Erdman also recommends homeowners have their well tested. In the city of Flint, homes with wells were not affected by the water crisis; however, it still is a good idea to have your well water checked for contaminants. You want to know what is in the water you and your family are drinking and using. Arsenic is the biggest concern in well water, and it is prevalent in southeastern Michigan, according to the Environmental Protection Agency.
Unfortunately, most contaminants have no taste, odor or color. You won’t know by drinking your water if anything is wrong with it. In addition, most contaminations happen over time.
Would a Filtration System Help?
Filtration systems often are a good idea, Erdman says. Buyers have hundreds of choices; however, no single system will correct every water problem, Erdman points out. If your water needs treatment, it should be treated for your specific problem. Every layer of filtration is one more place for bacteria to collect. Once you have an effective filtration system, remember, it requires maintenance and should be tested from time to time to ensure it continues to function effectively.
You can test your own water by purchasing a water test kit, but these are limited in their capabilities. The best bet if you are concerned about the quality of your water is to find a reputable independent lab.
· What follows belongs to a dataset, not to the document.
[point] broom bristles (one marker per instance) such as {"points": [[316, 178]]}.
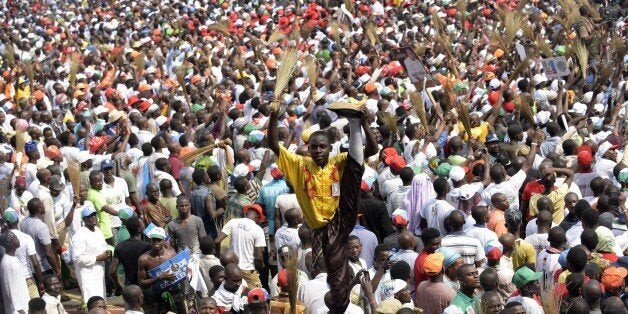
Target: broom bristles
{"points": [[371, 33], [20, 140], [417, 103], [349, 5], [293, 283], [288, 62], [275, 36], [583, 58], [312, 69], [74, 68], [139, 63], [220, 27], [190, 158], [74, 172]]}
Erdman also notes that the quality of a water source may change over time, sometimes suddenly. Many changes can go unnoticed as the water may look, smell and taste the same as it always did. That is why monitoring your water quality every few years is an important step every homeowner should take.
Should We Switch to Bottled Water?
Bottled water is not safer than tap water, and it costs so much more. Bottled water also has a huge environmental impact. Americans consume 50 billion bottles of water yearly, and most of these bottles end up in landfills.